I’m a believer in the value of the ‘picks and shovels’ companies that supply goods to industry, as they have the promise to do well whoever wins the end-user race. Here are two I’ve been looking at today.
A stunning improvement
Shares in electrical distributor Electrocomponents (LSE: ECM) had risen by 62% for the 12 months up until Thursday, and they’re flying a further 15% higher so far today at 423p after the release of first-half results.
Companies report all sorts of adjusted figures, and the key ones for Electrocomponents seem to be underlying headline results. Those show a 44.6% rise in pre-tax profit, with earnings per share getting a 56.9% boost — and that appears to be conservatively adjusted too, as statutory reported pre-tax profit rose by 85.3% with EPS up 143%.
Total revenue was up by 12.7% to £706m with assistance from exchange rate movements, with underlying revenue up 2.1%. And £61.9m in headline free cash flow helped get net debt down by 16.9% to £140.9m.
But the shares are now on a fairly high P/E of around 25 based on full-year forecasts, so what lies behind this latest earnings growth and is it sustainable for the long term? We’ll need plenty more of the same to justify such a valuation, and chief executive Lindsley Ruth suggest that’s what we’re going to get.

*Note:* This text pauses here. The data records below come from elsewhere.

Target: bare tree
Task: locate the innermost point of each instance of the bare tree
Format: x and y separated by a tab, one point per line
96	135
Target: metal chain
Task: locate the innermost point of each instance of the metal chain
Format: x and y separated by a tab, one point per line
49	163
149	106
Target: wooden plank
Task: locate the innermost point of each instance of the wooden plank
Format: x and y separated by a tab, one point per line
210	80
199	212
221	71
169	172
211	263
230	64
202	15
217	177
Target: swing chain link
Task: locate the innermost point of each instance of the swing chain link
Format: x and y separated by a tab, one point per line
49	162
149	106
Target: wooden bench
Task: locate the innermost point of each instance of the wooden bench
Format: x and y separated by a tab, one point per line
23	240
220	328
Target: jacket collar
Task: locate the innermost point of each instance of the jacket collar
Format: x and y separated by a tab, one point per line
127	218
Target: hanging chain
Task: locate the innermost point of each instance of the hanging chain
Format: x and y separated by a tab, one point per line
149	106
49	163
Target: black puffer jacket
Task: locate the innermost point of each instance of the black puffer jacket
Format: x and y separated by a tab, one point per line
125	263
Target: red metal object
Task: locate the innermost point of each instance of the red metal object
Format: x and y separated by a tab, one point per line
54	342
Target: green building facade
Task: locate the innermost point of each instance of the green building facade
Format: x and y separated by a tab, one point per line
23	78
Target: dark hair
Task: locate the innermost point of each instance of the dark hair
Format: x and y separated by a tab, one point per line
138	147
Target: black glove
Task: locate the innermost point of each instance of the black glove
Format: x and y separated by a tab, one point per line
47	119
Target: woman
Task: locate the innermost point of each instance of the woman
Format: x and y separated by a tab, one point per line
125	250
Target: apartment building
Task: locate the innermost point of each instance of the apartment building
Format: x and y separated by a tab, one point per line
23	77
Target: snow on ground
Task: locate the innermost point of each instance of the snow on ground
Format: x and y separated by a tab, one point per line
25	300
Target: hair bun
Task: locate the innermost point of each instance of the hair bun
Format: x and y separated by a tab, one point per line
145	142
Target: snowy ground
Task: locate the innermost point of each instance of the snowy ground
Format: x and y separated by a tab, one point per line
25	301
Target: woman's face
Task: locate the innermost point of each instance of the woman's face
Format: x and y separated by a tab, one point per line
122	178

Mr Ruth said he’s “extremely pleased by the progress we are making [via the firm’s Performance Improvement Plan] to put the customer back at the heart of this business, increase accountability and operate for less.” But he added that “while we have taken a major step forward, we are only just at the beginning of this journey and still a long way from best in class” and said he expects a further step change in the firm’s performance.
It sounds like there should be more to come.
A big faller
I’ve also been taking a look at plastics and packaging supplier Essentra Group (LSE: ESNT), whose shares took a nosedive on 9 June after a profit warning. We heard that the firm’s previous year-end prediction of “continuing our track record of balanced profitable growth in 2016” had been canned, with full-year revenue now expected to be flat and operating profit set to fall.

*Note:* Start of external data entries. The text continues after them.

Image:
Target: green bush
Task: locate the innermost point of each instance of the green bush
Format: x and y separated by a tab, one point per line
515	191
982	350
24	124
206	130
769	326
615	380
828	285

That was borne out by first-half results in July, which showed revenue largely unchanged (but down 7% on a like-for-like basis) and adjusted operating profit and EPS both down 18%. Chief executive Colin Day reiterated that the firm’s Filter Products and Health & Personal Care business was suffering, but insisted that the company “remains fundamentally strong, with global leading market positions in end-markets with positive growth characteristics, and attractive levels of profitability and cash generation.“
Mr Day also reckoned that Essentra’s troubles were temporary and that the second half would be stronger, so has the market’s punishment of the share price been overdone?
Over the past few years we’ve seen Essentra shares valued at growth P/E levels of high teens to low 20s, and that was fine while we had double-digit EPS growth every year — and when the wheels come of the growth wagon, we usually see a share price crash.
We’re looking at forward P/E multiples of only around 11.4 now, with dividends set to yield 4.2%. If the problems really are short term and Essentra can get back on its growth trajectory, that valuation could be too low.